Ma erano soli. Si pensi, ad esempio a ciò che Falcone ha dovuto sopportare per le mancate promozioni per le accuse ingiustificate e infami (si pensi alle illazioni sull'attentato dell'Addaura).
Una parte dello schieramento politico, ben collegato con frazioni oltranziste della magistratura caricò a testa bassa Giovanni Falcone. Oggi, naturalmente le infamie di ieri sono state dimenticate: non saremo intransigenti sugli errori di ieri se l'accettazione dell'esempio e della lezione di Falcone e Borsellino sarà piena e consapevole.

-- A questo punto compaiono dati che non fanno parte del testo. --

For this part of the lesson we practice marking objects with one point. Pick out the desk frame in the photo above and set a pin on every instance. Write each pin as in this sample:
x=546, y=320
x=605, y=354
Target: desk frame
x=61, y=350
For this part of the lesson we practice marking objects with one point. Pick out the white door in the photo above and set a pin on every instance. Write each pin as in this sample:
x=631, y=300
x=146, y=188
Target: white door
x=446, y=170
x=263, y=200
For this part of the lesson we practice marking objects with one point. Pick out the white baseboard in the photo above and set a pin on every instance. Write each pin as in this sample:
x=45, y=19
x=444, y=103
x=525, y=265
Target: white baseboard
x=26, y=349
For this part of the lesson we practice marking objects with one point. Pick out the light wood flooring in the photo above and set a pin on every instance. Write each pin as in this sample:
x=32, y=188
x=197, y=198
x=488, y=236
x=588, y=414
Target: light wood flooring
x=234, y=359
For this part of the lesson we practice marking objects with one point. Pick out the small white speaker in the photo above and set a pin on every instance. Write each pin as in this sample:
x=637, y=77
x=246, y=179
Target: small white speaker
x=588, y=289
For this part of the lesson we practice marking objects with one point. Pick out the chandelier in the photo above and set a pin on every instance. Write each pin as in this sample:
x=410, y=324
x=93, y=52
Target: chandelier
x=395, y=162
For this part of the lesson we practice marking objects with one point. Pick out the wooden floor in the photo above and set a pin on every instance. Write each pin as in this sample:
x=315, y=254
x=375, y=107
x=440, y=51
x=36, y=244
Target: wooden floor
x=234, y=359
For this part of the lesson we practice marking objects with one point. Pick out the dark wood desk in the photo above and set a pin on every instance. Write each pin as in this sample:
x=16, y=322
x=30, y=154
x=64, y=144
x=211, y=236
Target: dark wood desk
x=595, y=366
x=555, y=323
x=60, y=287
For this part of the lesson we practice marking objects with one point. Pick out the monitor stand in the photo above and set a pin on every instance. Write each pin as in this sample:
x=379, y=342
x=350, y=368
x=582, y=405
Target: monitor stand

Ad ogni modo, la maniera migliore di onorare i magistrati uccisi è quella di insistere nella lotta alle mafie, che non sono invincibili. Colpire capi e gregari, impoverire le cosche sequestrandone e confiscandone gli illeciti profitti. Colpire a Nord, al Centro e al Sud, mafiosi, camorristi e 'ndranghetisti, senza requie, in modo che ognuno di questi malavitosi non chieda mai per chi suona la campana, sapendo bene che essa suona anche per lui.